In [88]:
from joblib import Parallel, delayed
from tqdm.auto import tqdm
import pandas as pd
from faker import Faker
import numpy as np
import random
from textblob import TextBlob
import requests
import re
from transformers import pipeline

## Define Helper Functions
This section includes functions to simulate the generation of person attributes such as age, weight, geographic code, sentiment analysis, and more.


In [89]:
def find_random_age_by_gender(sexe):
    age_data = {
        "25-29 ans": {"Femme": 1897867, "Homme": 1887312},
    }
    age_group = random.choice(list(age_data.keys()))
    return random.randint(25, 29), age_group

def estimer_poids(taille_cm, imc_cible=22):
    taille_m = taille_cm / 100
    return imc_cible * (taille_m ** 2)

def get_iris_code_from_coordinates(latitude, longitude):
    return "IRIS_code_example"

def analyze_sentiment_textblob(text):
    blob = TextBlob(text)
    return {"polarity": blob.sentiment.polarity, "subjectivity": blob.sentiment.subjectivity}

def analyze_sentiment_transformers(text):
    model_name = "distilbert-base-uncased-finetuned-sst-2-english"
    classifier = pipeline("sentiment-analysis", model=model_name)
    return classifier(text)

def statcouple(iris_code, basecouple):
    return {"union_libre": 0.1, "pacsée": 0.2, "marier": 0.3, "veuf": 0.1, "divorce": 0.2, "celib": 0.1, "inconnu": 0}

def random_status(proba_statuts):
    statuts = list(proba_statuts.keys())
    probabilities = list(proba_statuts.values())
    return np.random.choice(statuts, p=probabilities)

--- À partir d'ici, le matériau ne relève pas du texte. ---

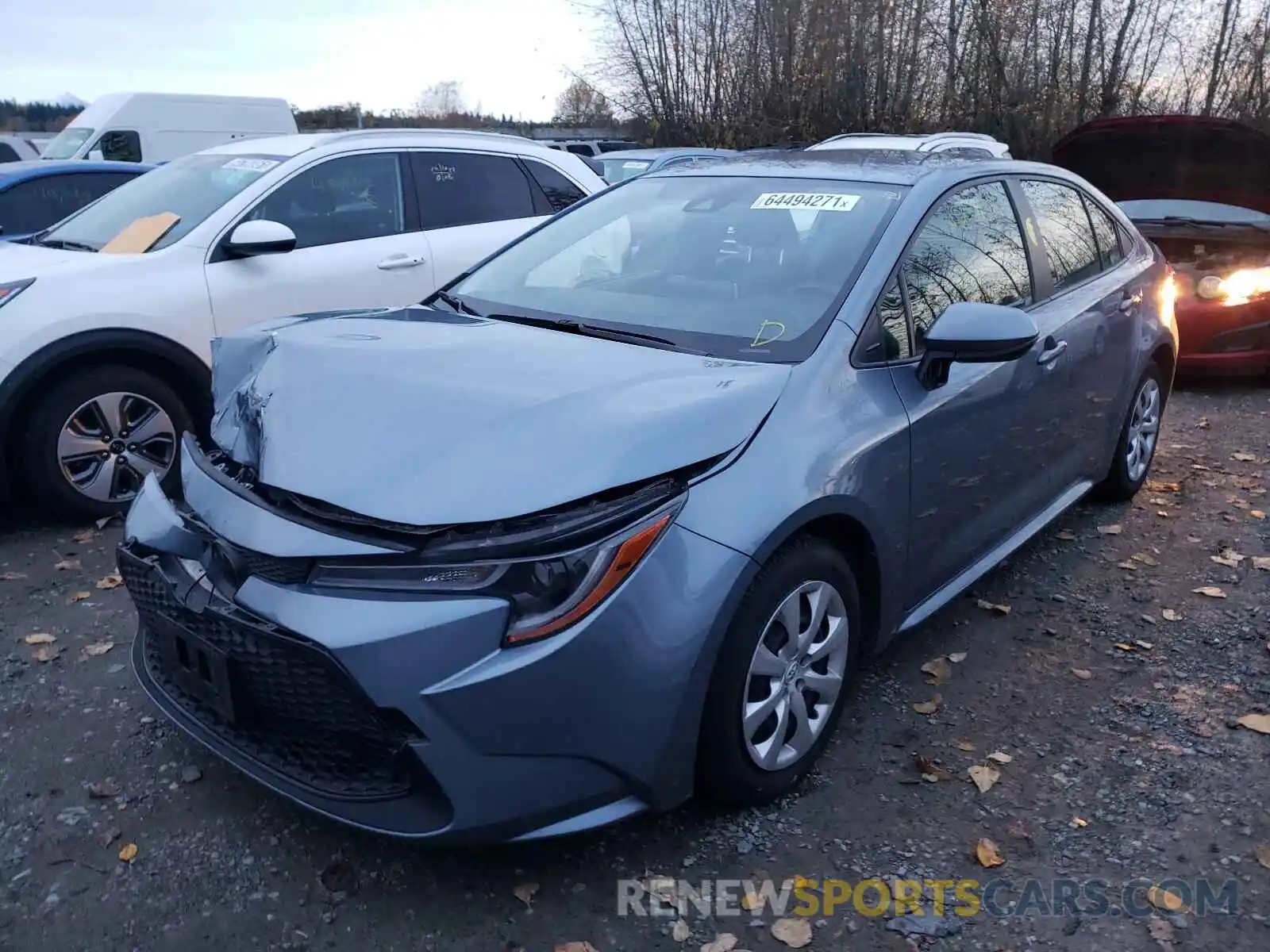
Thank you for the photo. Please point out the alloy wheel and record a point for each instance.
(795, 676)
(1143, 429)
(108, 446)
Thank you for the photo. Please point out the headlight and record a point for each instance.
(1236, 289)
(548, 594)
(10, 291)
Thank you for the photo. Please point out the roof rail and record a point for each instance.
(403, 131)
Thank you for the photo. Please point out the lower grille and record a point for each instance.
(295, 710)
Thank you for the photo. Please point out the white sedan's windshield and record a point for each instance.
(1146, 209)
(190, 188)
(746, 267)
(67, 143)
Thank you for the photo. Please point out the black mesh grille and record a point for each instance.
(295, 708)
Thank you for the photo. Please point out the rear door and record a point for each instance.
(1086, 314)
(979, 442)
(471, 205)
(359, 245)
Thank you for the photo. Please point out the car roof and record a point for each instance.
(884, 167)
(41, 168)
(302, 143)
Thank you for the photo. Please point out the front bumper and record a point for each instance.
(1221, 340)
(402, 714)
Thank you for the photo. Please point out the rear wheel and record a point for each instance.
(1136, 450)
(779, 685)
(90, 441)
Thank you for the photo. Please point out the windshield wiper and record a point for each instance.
(67, 245)
(591, 330)
(457, 304)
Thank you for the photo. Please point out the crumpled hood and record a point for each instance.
(425, 418)
(1206, 159)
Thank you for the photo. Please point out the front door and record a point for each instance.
(978, 443)
(357, 245)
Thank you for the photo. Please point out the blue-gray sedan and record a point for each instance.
(610, 520)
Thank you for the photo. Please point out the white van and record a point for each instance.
(158, 127)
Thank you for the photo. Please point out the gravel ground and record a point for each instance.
(1110, 685)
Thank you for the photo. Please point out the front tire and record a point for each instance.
(780, 679)
(1140, 436)
(89, 442)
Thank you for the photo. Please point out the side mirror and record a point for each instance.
(260, 238)
(975, 333)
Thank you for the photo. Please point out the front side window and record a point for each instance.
(711, 264)
(1106, 232)
(971, 249)
(1066, 232)
(192, 188)
(120, 146)
(560, 190)
(470, 188)
(67, 143)
(351, 198)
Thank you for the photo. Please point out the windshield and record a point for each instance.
(1146, 209)
(192, 188)
(751, 268)
(67, 143)
(622, 169)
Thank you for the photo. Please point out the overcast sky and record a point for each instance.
(510, 55)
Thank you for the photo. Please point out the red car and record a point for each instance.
(1199, 188)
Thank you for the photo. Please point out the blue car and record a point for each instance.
(614, 517)
(619, 167)
(40, 194)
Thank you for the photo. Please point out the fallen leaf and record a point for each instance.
(794, 933)
(984, 777)
(1165, 899)
(939, 670)
(992, 607)
(1255, 723)
(929, 708)
(930, 771)
(986, 852)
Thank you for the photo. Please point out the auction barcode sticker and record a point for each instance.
(810, 201)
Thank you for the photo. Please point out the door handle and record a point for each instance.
(398, 262)
(1052, 352)
(1130, 300)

def age_to_interval(age_str):
    try:
        # Utiliser des expressions régulières pour extraire les nombres
        numbers = re.findall(r'\d+', age_str)
        if age_str == "Ensemble" or "en millions" in age_str:
            return None
        if "plus" in age_str:
            # Gérer les cas comme "65 ans ou plus"
            return (int(numbers[0]), float(150))
        elif len(numbers) >= 2:
            # Gérer les cas avec deux nombres, comme "15 à 19 ans"
            return (int(numbers[0]), int(numbers[1]))
        else:
            raise ValueError("Format d'âge non reconnu")
    except ValueError as e:
        print(f"Erreur avec l'entrée : '{age_str}' - {e}")
        raise

def find_age_interval(age, df):
    for interval in df['Age Range']:
        if interval != None and interval[0] <= age and age <= interval[1]:
            return interval
    return "Âge non trouvé dans les intervalles"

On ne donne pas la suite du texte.